Ordinarily I would have canvassed the neighbors. There weren’t any.
While it felt a bit absurd to be documenting nothing and nobody, the absence was itself evidence. It’s a peculiar feature of our legal system that you have to hand someone a document in order to serve them.
There was no one here to accept papers.
What process server in his right mind would drive out here to begin with?
I hopped the fence at 136 and waded through the grass, swinging at gnats. The earth was pitted with gopher holes, and I went carefully, leery of stepping on a snake or tripping and injuring my bum knee.
The mailbox was a standard-issue size, made of galvanized steel and affixed to a wooden post. Peel-and-stick lettering read 136 MLCS. They hadn’t bothered to sink the post into the ground; it stood crookedly in a plastic bucket filled with cement.
I opened the box. Spiders.
Footsteps behind me.
I spun, reaching for the gun I’d left behind.
In the road stood a mule deer and two fawns.
I raised the camera to take a photo for Charlotte, but the animals bounded into the brush and vanished.
Next stop was Elvira Dela Cruz’s lot at 71 Sea Otter Lane.
It was a disaster. Worse than she’d described. The hole was more like a ravine, crumbling and filled with boulders.
I further made explicit to Ms. Dela Cruz that those images are meant to give a sense of the geology and biodiversity of the region as a whole, rather than referring to any plot in particular.
I couldn’t see the ocean. I couldn’t see a sunset or any jumping dolphins, either.
Abalone Court lay near the middle of the peninsula, and Marisol Santos Salvador’s lot at number 8 was wooded but flattish, with a partial view of the bluffs. Far better than Elvira’s. Marisol might never have realized her dream, but she hadn’t been a complete sucker.
I doubted Chris Villareal would find any comfort in that.
I spent the afternoon zigzagging to addresses associated with ML. At every one I found the same setup: mailbox on a post, chain link prohibiting access. The pattern of flagrant disregard gave me hope that I could build a case, and I recorded each location dutifully in images and words.
Occasionally I passed a house. Cupping my eyes to windows, I saw unlit rooms with scant or no furniture.
A car was parked outside 31 Quail Lane.
Acura MDX. Arizona plates.
I knocked.
The curtains stirred, and a woman peered out.
I smiled and waved.
She withdrew. Moments later, a man opened the door. The woman stood behind him, looking tense. They were both Asian, in their late twenties, dressed in outdoors gear.
“Yes?” the man said.
“Sorry to bother you,” I said. “I just got to town. Do you live here?”
“Airbnb,” the woman said.
“Any chance I can get contact info for the person you’re renting from? I need a place to stay.”
“I don’t have it on hand,” the man said.
“Would you mind checking the reservation?”
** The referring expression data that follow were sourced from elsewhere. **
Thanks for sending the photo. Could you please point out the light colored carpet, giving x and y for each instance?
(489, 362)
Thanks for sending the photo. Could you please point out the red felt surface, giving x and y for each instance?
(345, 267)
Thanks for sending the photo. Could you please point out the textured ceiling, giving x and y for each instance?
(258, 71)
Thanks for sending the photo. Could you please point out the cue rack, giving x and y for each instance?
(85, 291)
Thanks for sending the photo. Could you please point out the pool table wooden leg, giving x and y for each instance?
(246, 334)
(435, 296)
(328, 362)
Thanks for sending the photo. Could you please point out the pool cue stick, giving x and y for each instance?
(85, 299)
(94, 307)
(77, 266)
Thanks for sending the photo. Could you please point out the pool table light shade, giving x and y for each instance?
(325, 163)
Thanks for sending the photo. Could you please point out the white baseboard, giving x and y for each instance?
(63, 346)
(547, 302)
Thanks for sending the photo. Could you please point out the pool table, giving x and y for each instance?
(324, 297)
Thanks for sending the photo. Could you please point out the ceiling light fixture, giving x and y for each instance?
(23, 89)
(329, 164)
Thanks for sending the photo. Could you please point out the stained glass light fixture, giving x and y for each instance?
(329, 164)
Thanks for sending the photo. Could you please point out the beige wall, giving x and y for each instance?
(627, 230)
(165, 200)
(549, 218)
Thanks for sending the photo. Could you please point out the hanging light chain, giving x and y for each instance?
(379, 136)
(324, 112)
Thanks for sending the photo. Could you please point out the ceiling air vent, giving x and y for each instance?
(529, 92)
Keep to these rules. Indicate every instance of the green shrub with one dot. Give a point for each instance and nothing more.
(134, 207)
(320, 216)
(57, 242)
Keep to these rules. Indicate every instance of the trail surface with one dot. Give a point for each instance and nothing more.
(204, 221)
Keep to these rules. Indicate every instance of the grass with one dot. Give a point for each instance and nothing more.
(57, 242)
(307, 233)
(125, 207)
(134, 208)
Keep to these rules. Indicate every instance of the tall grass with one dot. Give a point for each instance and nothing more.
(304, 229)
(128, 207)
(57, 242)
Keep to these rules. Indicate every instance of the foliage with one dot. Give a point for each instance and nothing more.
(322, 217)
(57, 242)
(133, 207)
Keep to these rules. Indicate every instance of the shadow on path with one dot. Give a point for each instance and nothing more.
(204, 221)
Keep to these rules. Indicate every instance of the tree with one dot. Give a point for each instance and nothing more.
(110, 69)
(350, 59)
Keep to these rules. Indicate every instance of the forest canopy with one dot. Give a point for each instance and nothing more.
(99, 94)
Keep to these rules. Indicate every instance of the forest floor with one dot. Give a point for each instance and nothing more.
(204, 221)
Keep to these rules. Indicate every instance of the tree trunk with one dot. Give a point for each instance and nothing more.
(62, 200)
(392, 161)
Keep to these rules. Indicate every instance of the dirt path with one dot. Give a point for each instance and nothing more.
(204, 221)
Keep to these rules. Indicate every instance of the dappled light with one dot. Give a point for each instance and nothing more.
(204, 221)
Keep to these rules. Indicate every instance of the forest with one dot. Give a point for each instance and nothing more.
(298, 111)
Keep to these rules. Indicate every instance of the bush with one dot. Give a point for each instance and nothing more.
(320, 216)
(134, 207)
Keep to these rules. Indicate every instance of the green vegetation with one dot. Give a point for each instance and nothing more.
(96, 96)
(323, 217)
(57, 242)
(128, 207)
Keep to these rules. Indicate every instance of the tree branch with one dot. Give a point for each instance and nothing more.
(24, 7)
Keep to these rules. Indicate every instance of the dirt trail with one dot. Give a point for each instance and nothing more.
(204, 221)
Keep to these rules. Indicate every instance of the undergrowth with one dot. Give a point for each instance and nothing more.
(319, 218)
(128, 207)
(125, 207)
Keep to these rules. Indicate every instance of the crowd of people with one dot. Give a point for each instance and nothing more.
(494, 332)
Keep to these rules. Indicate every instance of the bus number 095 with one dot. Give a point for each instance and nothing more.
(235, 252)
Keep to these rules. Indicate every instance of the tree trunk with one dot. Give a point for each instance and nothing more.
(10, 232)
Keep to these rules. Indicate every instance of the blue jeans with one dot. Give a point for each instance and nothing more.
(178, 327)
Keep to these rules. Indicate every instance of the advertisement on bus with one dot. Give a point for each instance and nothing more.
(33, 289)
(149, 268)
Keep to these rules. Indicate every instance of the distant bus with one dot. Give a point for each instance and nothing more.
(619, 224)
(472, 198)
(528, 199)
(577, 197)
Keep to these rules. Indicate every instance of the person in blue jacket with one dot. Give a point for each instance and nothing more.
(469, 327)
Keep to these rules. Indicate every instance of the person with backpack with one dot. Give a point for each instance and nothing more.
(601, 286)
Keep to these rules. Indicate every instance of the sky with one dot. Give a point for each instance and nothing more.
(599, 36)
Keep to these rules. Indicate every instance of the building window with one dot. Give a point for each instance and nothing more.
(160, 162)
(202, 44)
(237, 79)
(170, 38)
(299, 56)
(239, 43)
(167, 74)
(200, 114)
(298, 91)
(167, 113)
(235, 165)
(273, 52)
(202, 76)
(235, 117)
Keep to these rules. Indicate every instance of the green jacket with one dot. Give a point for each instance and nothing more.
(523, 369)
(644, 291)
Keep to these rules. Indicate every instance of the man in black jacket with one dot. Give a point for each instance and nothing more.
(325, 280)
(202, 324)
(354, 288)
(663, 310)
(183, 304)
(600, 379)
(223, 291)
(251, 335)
“Sorry,” the man said. “We have to go.”
He shut the door.
The sun was low as I headed toward my final stop. I felt ready to throw in the towel. I’d been up since four, was tired and hungry, and I wanted to speak to Amy before she got sucked into the chaos of evening routine.
Number 22 Black Sand Court, located in the peninsula’s heavily forested southeastern quadrant, had the distinction of being the one and only finished home for sale in Swann’s Flat. It was also unique in that the seller was an individual rather than a corporation. His name was Albert Bock, and I figured that he might be able to provide an insider’s perspective on what it was like to buy, build, live, and sell in Swann’s Flat.
I turned onto his block.
The place was a fortress.
To the extent that I could see it. Which wasn’t much. The sharp peak of a roofline rose behind a solid wooden fence, ten feet high and topped by two more feet of lattice densely woven with vines. Crowning that, rusty razor wire. And behind it all, even higher bamboo.